Add widgets using the NRQL queries above.
Save and share with your team.
New Relic Alert Policies
Set up alerts when a variation degrades performance:
Go to Alerts > Alert Policies > New alert policy.
Add a NRQL alert condition:
SELECT average(duration) FROM Transaction
WHERE `optimizely.flag.checkout_redesign` = 'variation_a'
Set the threshold: "Critical when query returns a value above
Xfor at leastYminutes."Add a notification channel (Slack, PagerDuty, email).
Listener Registration Timing
The notification listener must be registered before any decide() calls. The Optimizely SDK fires the DECISION notification synchronously during decide(). If no listener is registered at that moment, the notification is discarded — the SDK does not replay past notifications to newly registered listeners.
// CORRECT: Register listener before decide()
optimizely.onReady().then(() => {
optimizely.notificationCenter.addNotificationListener(
enums.NOTIFICATION_TYPES.DECISION,
callback
);
const decision = user.decide('flag_key'); // Listener fires
});
// WRONG: Registering after decide() misses the decision
optimizely.onReady().then(() => {
const decision = user.decide('flag_key'); // No listener yet
optimizely.notificationCenter.addNotificationListener(
enums.NOTIFICATION_TYPES.DECISION,
callback // Too late
);
});
Validation
After deploying the integration, verify data flows correctly:
Datadog Validation
Deploy the integration to a staging environment.
Trigger a feature flag evaluation by making a request that calls
decide().In Datadog, go to APM > Traces and search for your service.
Open a trace and check the Metadata tab for spans tagged with
optimizely.flag.*.In Trace Analytics, filter by
@optimizely.flag_key:checkout_redesign— results should appear.
New Relic Validation
Deploy the integration to a staging environment.
Trigger a feature flag evaluation.
In New Relic, go to APM > your service > Transactions.
Click into a transaction and check Custom attributes — you should see
optimizely.flag.*attributes.Run the NRQL query:
SELECT count(*) FROM Transaction
WHERE optimizely.flag_key IS NOT NULL
SINCE 30 minutes ago
If results appear, the integration is working.
Gotchas
Span/Transaction Must Be Active
Both Datadog's tracer.scope().active() and New Relic's addCustomAttribute() only work when there is an active span or transaction in the current context. If decide() is called outside of a request lifecycle — for example, during application startup for caching warm-up, or in a background job without APM instrumentation — the tagging silently fails.
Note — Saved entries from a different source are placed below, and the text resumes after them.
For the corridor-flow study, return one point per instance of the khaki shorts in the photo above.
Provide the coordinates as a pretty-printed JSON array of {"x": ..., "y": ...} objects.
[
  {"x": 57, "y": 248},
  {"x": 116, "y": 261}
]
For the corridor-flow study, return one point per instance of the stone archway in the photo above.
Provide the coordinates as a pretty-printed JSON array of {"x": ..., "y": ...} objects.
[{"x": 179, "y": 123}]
Verify your APM agent instruments the code path where decide() runs. For background workers, you may need to create a custom span (Datadog) or background transaction (New Relic) explicitly.
Multiple Flags Per Request
When a single request evaluates multiple feature flags, each flag tags the same span or transaction. This is the correct behavior — you can then filter by any combination of flags. The tag format optimizely.flag.<flag_key> ensures flags do not overwrite each other.
However, if you use generic tag names like optimizely.variation_key, only the last flag decision survives. The examples in this guide include both the generic tags (useful for "show me all flagged transactions") and the flag-specific tags (useful for "filter by this specific flag's variation").
High-Cardinality Tags
Each unique tag value creates a new time series in your APM platform. If you tag with user IDs, variation keys, and flag keys across many flags, the cardinality can grow quickly. Both Datadog and New Relic have tag cardinality limits — Datadog recommends keeping custom tags under a few hundred unique values per metric.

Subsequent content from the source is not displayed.